Monday, March 30, 2015


The best baked scallops I ever tasted was in a Chinese restaurant in Tacloban. If I recall correctly, it was called "Ocho Restaurant." It may have been damaged by Typhoon Yolanda but I read in tripadvisor that it has re-opened and continues serving fantastic seafood.

It was a decade before the catastrophic Yolanda typhoon that I found myself in Tacloban. It was small, idyllic and hot. You could go around the city in a day. And that's what I did for work. Market research meant going to different stores from the palengke (wet market) to the small department stores. Before the day ended, my colleagues and I found ourselves in front of a sari-sari store along Magsaysay Boulevard, facing the bay.

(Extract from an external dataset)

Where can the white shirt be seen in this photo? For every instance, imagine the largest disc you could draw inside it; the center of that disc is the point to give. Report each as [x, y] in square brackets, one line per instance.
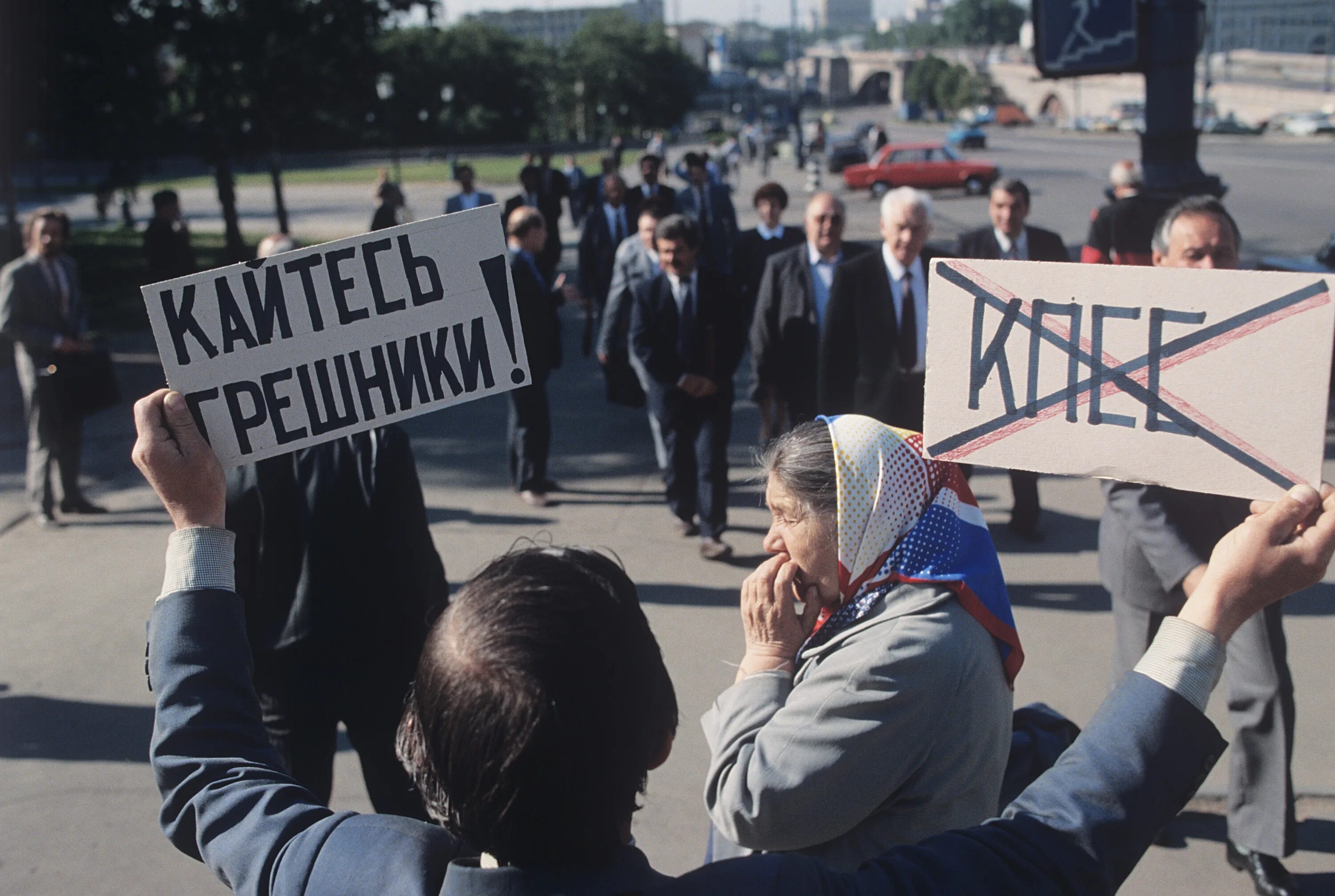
[918, 281]
[1022, 245]
[613, 217]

I saw a young by of about seven. He was selling small Ormoc pineapples, sliced and skewered, ready to eat. We asked him what he was doing, selling pineapples when he should be in school. "School just finished,"  he replied and he was selling pineapples for his baon (allowance) tomorrow.  After buying what we could eat of his pineapples, we offered to give him extra money. The young boy refused, adding that we should just buy the rest of his pineapples to eat for later. That boy, for me, was a perfect picture of what Taclobanons are- friendly and feisty and at the same time persevering and proud.

He was of course the topic of our conversation when we were having dinner at Ocho restaurant later that night. As we downed the garlicky scallops with beer, we silently toasted the inspiring story of the boy whom we may never meet again but will forever remind us of the people of Tacloban.

It may take some time before I ever find myself in Tacloban again.  Remembering that day inspired me to create my own version of the baked scallops.

6 sea scallops, rinsed and drained
5 tablespoons salted butter, melted
5 cloves garlic, minced
1 shallot, chopped
1 tsp. mix of celery, salt,  black pepper, paprika
1/8 cup bread crumbs
1/8 cup parmigiano, grated
4 tsps. truffle oil

Wash the scallops in water and remove the white flesh also know as the "adductor muscle." I usually keep the orange bit right underneath the adductor muscle, which is the "gonad" and is commonly mistaken as roe. it is important to pat the scallops dry with a towel. Because otherwise you'll have boiled, not baked, seashells. Clean the shells and put aside.

Preheat oven to 425 degrees F (220 degrees C).

Place the scallops, melted butter, garlic, and shallots in a bowl. Season with nutmeg, salt, and pepper. Stir gently to combine. 

In a separate bowl, combine the bread crumbs and grated parmigiano. Place the scallops back on the shell. Sprinkle the cheesy crumbs on top of scallops.

Bake until crumbs are brown and scallops are done, about 11 to 15 minutes. 

Serve while warm. Add a wedge of lemon on the side if you like a bit of added tartness.